Vederli muoversi tra le onde della tela, ascoltare le loro domande, cogliere i loro sguardi stupiti… è la forma più autentica di riconoscimento che un artista possa ricevere.
E ho voluto dedicare la mostra al mio papà, ex canoviano, recentemente scomparso, che mi ha sempre sostenuto nella vita artistica.”

Hydor1 - IlGraffio - Monica Macchioni

Un messaggio finale per chi visiterà “Hydor”?

“Lasciatevi trasportare. Come scriveva Eraclito, ‘non si può discendere due volte nello stesso fiume’. Eppure, davanti a ogni onda, riconosciamo la nostra forma che scorre. Hydor è un invito a entrare nel movimento lento e infinito del mondo, dove ogni riflesso diventa eterno.”

Chi è Betty Vivian

Betty Vivian, nata a Treviso, è architetto e artista. Fin da bambina si dedica al disegno e alla pittura, vincendo il suo primo concorso a sei anni. Dopo il Liceo Classico e gli studi in Architettura a Venezia, si forma artisticamente con Giò Ferrante e alla Scuola Internazionale di Illustrazione di Sarmede.

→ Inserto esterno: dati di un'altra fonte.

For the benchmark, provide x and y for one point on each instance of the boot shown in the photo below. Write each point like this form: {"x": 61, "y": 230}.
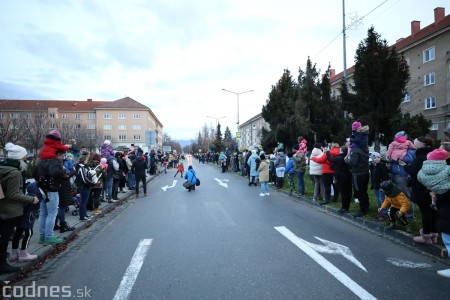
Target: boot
{"x": 14, "y": 256}
{"x": 423, "y": 238}
{"x": 24, "y": 256}
{"x": 434, "y": 237}
{"x": 65, "y": 227}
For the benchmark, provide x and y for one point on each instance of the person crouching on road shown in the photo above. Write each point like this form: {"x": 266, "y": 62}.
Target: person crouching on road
{"x": 191, "y": 179}
{"x": 180, "y": 169}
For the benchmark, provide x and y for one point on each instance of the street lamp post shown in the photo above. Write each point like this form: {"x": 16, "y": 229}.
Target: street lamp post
{"x": 237, "y": 95}
{"x": 216, "y": 119}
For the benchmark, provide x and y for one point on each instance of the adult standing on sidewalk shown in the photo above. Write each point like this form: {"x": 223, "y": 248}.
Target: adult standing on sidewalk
{"x": 419, "y": 193}
{"x": 48, "y": 175}
{"x": 138, "y": 168}
{"x": 11, "y": 206}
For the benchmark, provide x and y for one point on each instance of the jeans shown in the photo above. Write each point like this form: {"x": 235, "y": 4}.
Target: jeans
{"x": 446, "y": 240}
{"x": 47, "y": 215}
{"x": 109, "y": 188}
{"x": 84, "y": 197}
{"x": 301, "y": 182}
{"x": 131, "y": 180}
{"x": 264, "y": 187}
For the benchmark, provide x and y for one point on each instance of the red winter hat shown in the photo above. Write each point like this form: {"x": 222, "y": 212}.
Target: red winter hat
{"x": 437, "y": 154}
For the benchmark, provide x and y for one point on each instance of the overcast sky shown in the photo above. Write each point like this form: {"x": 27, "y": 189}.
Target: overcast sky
{"x": 176, "y": 56}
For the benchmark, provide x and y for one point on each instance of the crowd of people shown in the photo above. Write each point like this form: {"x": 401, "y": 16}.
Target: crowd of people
{"x": 412, "y": 173}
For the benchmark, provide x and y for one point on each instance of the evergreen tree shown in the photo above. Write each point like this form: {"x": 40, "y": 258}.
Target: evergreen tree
{"x": 380, "y": 79}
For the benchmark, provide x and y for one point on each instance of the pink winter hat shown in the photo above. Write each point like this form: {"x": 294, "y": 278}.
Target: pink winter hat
{"x": 437, "y": 154}
{"x": 356, "y": 125}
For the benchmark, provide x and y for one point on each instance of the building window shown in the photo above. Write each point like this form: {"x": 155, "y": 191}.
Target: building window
{"x": 428, "y": 55}
{"x": 429, "y": 79}
{"x": 430, "y": 102}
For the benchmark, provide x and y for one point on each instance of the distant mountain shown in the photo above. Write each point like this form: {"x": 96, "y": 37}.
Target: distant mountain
{"x": 183, "y": 143}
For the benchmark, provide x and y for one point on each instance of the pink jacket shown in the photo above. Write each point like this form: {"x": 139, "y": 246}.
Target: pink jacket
{"x": 397, "y": 149}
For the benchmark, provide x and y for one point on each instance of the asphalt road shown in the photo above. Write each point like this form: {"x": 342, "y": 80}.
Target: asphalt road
{"x": 224, "y": 241}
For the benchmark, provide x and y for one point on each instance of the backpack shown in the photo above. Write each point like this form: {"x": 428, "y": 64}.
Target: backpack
{"x": 84, "y": 178}
{"x": 93, "y": 174}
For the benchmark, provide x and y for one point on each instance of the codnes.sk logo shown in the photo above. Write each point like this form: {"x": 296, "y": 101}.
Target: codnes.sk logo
{"x": 38, "y": 291}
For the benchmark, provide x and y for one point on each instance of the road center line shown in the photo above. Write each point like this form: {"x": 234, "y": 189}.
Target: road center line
{"x": 324, "y": 263}
{"x": 126, "y": 285}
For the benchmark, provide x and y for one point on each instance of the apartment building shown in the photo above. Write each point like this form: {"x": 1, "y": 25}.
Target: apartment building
{"x": 251, "y": 131}
{"x": 124, "y": 121}
{"x": 427, "y": 52}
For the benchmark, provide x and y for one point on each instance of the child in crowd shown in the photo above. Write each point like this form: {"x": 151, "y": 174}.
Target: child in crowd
{"x": 180, "y": 169}
{"x": 359, "y": 137}
{"x": 263, "y": 170}
{"x": 52, "y": 143}
{"x": 25, "y": 226}
{"x": 379, "y": 172}
{"x": 397, "y": 203}
{"x": 399, "y": 147}
{"x": 435, "y": 176}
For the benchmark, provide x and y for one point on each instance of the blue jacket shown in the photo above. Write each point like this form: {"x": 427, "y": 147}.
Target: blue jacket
{"x": 190, "y": 176}
{"x": 289, "y": 167}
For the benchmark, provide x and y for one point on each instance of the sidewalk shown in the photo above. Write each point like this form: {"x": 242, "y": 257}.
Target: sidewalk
{"x": 44, "y": 250}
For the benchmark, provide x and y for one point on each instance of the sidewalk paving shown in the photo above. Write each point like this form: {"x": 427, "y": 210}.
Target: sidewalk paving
{"x": 43, "y": 251}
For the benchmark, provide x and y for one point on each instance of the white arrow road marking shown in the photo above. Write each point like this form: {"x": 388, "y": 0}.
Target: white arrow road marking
{"x": 406, "y": 263}
{"x": 221, "y": 182}
{"x": 169, "y": 187}
{"x": 334, "y": 248}
{"x": 124, "y": 290}
{"x": 324, "y": 263}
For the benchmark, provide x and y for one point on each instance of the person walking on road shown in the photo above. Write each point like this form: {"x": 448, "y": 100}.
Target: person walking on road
{"x": 138, "y": 168}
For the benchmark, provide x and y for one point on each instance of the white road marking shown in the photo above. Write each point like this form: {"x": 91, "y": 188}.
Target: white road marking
{"x": 221, "y": 182}
{"x": 324, "y": 263}
{"x": 335, "y": 248}
{"x": 406, "y": 263}
{"x": 126, "y": 285}
{"x": 169, "y": 187}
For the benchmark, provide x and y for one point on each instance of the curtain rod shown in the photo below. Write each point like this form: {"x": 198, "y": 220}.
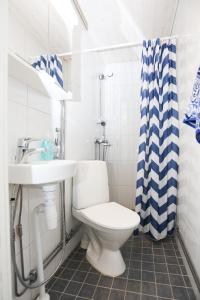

Trasferitasi in Brasile con la famiglia, approfondisce la pittura con il Maestro Daniel Tavares, esperienza che segna profondamente la sua poetica.

Oggi vive e insegna Arte a Treviso. La sua produzione, in olio e acquerello, si distingue per l’uso di colori vivi e trasparenti, colature controllate e atmosfere oniriche. I paesaggi tropicali e i simbolismi ricorrenti riflettono un vissuto emotivo intenso e una visione profondamente umana.

Le sue opere sono state esposte in sedi prestigiose, tra cui la Biennale di Venezia, Art Dubai, San Paolo e Rio de Janeiro. Ha ricevuto numerosi riconoscimenti, tra cui il Premio Sulmona e il Premio Arte (Cairo Editore).